Battles rage in Rafah
US warns Israel over Lebanon
Fighting raged yesterday between Israeli troops and gunmen in Gaza’s southern city of Rafah, witnesses said, as fears grow of a wider regional war drawing in Hezbollah.
Israel’s bombardment of the Gaza Strip however appeared to ease days after Prime Minister Benjamin Netanyahu suggested the “intense phase” of the war was nearing its end, and as Defence Minister Yoav Gallant visited Washington for crisis talks.
As the war in Gaza nears its 10th month, Israel’s top ally the United States warned it of the risk of a major conflict against Hezbollah in Lebanon.
“Another war between Israel and Hezbollah could easily become a regional war, with terrible consequences,” said US Defence Secretary Lloyd Austin.
“Diplomacy is by far the best way to prevent more escalation.”
Top Israeli officials including
Netanyahu have suggested they were open to a diplomatic resolution of the border tensions, though Gallant said Israel should be ready for “every possible scenario”.
Israel’s military said last week plans for an offensive in Lebanon were “approved and validated”, prompting fresh threats from Hezbollah chief Hassan Nasrallah.
In Beirut on Tuesday, German Foreign Minister Annalena Baerbock warned that any “miscalculation” could trigger allout war and urged “extreme restraint”.
Canada’s Foreign Minister Melanie Joly told her country’s citizens in Lebanon to leave “while they can”.
On the ground in Rafah, on Gaza’s border with Egypt, witnesses reported clashes during the night, and the Israeli military said its air force struck a rocket launch site.
UN agencies said 10 Gazan children a day are losing one or both legs and half a million Palestinians in the besieged territory suffer “catastrophic” hunger.
The civil defence agency in Gaza and hospital medics said at least four people, including three children, were killed in a strike early yesterday targeting a house in Beit Lahia, in the north.
Aside from that strike, agency spokesman Mahmud Basal said “there have been almost no attacks” and “the rest of the areas in the Gaza Strip are calm compared to yesterday”.
An air raid on Tuesday killed Fadi al-Wadiya, an employee of medical charity Doctors Without Borders (MSF) who the Israeli military said was a “significant operative” for Islamic Jihad, which has fought alongside Hamas.
MSF said on X that it was “outraged” by Wadiya’s killing in a strike in Gaza City.
“The attack killed Fadi, along with five other people including three children while he was cycling to work near the MSF clinic where he was providing care,” the charity said.
The military said the slain man had “developed and advanced the terrorist organisation’s rocket array”.

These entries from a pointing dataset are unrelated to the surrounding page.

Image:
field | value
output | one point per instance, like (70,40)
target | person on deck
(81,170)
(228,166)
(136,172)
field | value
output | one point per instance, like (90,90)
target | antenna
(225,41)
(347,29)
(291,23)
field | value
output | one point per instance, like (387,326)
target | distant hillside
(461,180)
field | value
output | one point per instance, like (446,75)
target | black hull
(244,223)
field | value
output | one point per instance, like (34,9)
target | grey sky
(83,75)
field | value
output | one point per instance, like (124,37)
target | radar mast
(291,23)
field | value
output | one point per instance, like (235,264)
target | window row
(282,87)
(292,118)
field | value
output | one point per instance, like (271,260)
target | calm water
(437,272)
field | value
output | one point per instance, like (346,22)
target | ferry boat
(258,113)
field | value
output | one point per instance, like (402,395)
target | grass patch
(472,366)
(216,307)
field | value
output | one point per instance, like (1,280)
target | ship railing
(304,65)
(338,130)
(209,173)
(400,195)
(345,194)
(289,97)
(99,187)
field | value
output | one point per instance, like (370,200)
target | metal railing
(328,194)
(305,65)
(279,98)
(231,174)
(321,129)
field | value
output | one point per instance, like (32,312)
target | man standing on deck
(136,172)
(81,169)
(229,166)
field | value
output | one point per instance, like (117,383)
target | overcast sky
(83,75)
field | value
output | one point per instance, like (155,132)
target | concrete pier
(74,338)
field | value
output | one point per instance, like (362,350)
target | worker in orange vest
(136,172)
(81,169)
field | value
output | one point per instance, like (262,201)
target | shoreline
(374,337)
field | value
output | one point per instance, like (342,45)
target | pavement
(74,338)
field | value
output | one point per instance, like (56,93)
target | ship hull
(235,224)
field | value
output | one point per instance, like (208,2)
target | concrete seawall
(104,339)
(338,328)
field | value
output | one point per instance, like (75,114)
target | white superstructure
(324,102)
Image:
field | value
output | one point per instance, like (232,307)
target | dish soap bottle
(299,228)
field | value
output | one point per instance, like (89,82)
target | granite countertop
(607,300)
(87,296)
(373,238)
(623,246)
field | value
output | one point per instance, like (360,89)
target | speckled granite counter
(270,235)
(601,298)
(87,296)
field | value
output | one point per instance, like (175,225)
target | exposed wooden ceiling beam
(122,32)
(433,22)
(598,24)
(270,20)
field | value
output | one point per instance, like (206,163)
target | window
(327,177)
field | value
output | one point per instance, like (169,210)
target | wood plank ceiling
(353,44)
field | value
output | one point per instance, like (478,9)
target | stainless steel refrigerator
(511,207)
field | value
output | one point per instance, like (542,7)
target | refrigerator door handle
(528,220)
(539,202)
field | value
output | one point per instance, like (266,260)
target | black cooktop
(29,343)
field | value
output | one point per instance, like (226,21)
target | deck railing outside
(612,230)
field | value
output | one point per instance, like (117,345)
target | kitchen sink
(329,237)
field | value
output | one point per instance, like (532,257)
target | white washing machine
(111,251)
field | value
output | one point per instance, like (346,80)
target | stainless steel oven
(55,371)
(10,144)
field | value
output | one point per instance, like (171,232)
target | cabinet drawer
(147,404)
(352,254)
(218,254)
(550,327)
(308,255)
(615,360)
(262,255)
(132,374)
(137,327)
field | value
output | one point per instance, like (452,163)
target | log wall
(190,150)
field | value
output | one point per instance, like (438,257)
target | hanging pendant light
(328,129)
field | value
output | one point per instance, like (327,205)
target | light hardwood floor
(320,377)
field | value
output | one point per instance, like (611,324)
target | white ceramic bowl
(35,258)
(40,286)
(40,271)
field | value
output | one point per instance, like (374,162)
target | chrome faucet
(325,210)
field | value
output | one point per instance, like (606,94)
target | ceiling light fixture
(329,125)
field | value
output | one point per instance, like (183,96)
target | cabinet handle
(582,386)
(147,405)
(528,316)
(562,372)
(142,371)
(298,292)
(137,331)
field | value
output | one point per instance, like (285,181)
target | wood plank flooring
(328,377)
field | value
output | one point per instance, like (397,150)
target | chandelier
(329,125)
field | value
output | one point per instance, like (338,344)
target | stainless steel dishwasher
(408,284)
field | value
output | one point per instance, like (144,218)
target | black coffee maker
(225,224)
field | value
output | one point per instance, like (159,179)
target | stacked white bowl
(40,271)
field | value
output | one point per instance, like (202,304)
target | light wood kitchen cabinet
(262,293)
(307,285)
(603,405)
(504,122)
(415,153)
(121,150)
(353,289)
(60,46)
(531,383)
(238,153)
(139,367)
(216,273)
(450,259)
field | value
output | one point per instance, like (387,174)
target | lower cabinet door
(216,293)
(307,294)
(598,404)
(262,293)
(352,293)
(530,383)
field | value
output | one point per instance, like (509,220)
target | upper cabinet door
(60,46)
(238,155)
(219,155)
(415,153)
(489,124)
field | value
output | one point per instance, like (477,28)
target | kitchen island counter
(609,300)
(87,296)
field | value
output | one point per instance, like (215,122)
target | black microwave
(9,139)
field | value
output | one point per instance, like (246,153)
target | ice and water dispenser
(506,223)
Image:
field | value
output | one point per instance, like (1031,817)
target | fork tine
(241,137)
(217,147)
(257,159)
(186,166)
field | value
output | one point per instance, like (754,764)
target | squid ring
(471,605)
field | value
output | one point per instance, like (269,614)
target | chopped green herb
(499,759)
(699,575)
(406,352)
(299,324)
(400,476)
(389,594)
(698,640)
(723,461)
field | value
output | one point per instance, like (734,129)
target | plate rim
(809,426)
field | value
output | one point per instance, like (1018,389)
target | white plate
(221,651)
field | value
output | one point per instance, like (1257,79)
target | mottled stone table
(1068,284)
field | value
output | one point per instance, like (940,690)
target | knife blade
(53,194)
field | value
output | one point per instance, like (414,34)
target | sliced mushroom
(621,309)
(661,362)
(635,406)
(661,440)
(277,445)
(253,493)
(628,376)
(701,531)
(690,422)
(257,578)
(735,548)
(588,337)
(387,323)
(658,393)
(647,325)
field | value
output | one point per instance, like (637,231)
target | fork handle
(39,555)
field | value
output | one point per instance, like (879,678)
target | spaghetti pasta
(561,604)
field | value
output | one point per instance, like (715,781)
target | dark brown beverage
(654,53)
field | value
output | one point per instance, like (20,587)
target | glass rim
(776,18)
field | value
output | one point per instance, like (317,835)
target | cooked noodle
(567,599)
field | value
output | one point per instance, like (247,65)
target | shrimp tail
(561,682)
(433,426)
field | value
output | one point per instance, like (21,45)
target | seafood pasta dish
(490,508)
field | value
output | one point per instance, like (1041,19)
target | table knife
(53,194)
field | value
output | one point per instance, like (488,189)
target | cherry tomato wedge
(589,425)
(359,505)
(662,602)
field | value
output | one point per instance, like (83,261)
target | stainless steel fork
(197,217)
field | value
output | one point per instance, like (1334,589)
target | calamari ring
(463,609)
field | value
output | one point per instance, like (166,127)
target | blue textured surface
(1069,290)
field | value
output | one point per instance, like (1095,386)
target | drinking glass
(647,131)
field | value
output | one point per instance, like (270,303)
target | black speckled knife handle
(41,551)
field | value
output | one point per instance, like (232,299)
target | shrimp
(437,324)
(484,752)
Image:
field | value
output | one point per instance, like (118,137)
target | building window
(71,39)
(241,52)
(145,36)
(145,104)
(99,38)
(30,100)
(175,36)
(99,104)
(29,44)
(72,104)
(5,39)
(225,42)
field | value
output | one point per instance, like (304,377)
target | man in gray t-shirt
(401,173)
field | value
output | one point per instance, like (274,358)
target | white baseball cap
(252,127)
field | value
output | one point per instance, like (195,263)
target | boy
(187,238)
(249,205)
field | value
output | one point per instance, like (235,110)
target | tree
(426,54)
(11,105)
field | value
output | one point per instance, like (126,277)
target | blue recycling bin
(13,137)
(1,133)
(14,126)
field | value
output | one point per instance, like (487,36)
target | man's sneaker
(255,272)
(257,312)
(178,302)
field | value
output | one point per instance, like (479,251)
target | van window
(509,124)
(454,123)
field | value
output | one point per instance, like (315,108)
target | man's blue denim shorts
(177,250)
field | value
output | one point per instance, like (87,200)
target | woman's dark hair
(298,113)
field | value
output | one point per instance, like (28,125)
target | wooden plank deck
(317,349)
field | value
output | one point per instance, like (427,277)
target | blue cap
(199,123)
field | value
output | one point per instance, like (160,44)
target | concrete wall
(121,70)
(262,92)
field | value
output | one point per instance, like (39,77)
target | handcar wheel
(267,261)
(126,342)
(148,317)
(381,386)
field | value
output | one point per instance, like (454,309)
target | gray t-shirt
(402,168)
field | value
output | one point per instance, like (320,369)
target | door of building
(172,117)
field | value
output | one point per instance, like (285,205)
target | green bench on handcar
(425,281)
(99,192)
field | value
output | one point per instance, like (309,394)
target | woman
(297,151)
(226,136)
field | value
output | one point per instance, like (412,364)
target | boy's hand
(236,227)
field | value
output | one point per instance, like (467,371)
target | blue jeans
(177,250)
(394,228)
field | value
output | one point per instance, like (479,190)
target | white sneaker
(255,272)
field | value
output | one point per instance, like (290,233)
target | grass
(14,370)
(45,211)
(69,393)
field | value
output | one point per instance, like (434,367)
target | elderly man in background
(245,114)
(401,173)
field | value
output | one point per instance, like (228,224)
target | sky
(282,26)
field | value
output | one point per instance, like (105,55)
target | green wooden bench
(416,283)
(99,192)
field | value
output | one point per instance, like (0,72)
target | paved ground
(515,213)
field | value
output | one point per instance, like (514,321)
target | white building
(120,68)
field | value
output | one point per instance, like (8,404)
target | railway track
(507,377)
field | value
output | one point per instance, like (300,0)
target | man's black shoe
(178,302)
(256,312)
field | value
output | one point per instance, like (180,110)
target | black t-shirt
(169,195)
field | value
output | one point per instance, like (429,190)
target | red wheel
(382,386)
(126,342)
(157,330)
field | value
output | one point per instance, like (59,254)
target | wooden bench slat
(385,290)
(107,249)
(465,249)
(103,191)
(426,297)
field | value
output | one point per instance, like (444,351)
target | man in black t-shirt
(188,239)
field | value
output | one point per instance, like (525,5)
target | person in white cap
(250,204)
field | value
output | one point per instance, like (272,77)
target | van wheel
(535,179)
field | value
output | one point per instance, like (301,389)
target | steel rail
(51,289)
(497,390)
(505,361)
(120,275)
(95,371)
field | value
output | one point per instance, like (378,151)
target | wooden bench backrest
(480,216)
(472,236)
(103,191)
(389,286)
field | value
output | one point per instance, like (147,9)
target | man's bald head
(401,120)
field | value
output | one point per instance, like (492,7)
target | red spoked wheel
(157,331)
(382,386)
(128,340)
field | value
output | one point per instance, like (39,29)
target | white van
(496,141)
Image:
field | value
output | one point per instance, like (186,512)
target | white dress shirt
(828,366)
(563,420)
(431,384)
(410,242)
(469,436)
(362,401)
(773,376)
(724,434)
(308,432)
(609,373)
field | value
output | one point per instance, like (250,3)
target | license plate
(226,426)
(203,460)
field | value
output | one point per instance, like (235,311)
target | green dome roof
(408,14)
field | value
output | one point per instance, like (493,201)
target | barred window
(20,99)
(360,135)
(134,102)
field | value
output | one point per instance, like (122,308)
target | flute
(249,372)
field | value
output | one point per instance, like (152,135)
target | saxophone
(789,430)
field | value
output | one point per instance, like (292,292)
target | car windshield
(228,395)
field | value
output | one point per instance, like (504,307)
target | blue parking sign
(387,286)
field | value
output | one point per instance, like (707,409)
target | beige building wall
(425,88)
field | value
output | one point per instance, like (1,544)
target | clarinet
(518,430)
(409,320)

“He is just another case of terrorists in Gaza exploiting the civilian population as human shields,” it said in response to MSF’s post.
UN and humanitarian agencies have repeatedly warned that aid workers are not safe in Gaza, impeding their desperately needed efforts delivering aid for Gaza’s 2.4 million people.
Earlier in the war, Israel accused about a dozen workers of the UN agency for Palestinian refugees, UNRWA, of links to “terrorist” activity and of involvement in the Oct 7 attack.
The Israeli claims have led several major donors to suspend funding for UNRWA, which has been key to humanitarian efforts, though most have since resumed it. An independent review said Israel failed to provide evidence to support its accusations.
UNRWA chief Philippe Lazzarini warned of the war’s dire impact on children.
“We have every day 10 children who are losing one leg or two legs on average,” Lazzarini told reporters, with amputations often taking place “in quite horrible conditions” and sometimes without anaesthesia.
“Ten per day, that means around 2,000 children after the more than 260 days of this brutal war.”
The Integrated Food Security Phase Classification partnership said its March warning of imminent famine in north Gaza had not materialised, but around 495,000 people still face “catastrophic levels of acute food insecurity”.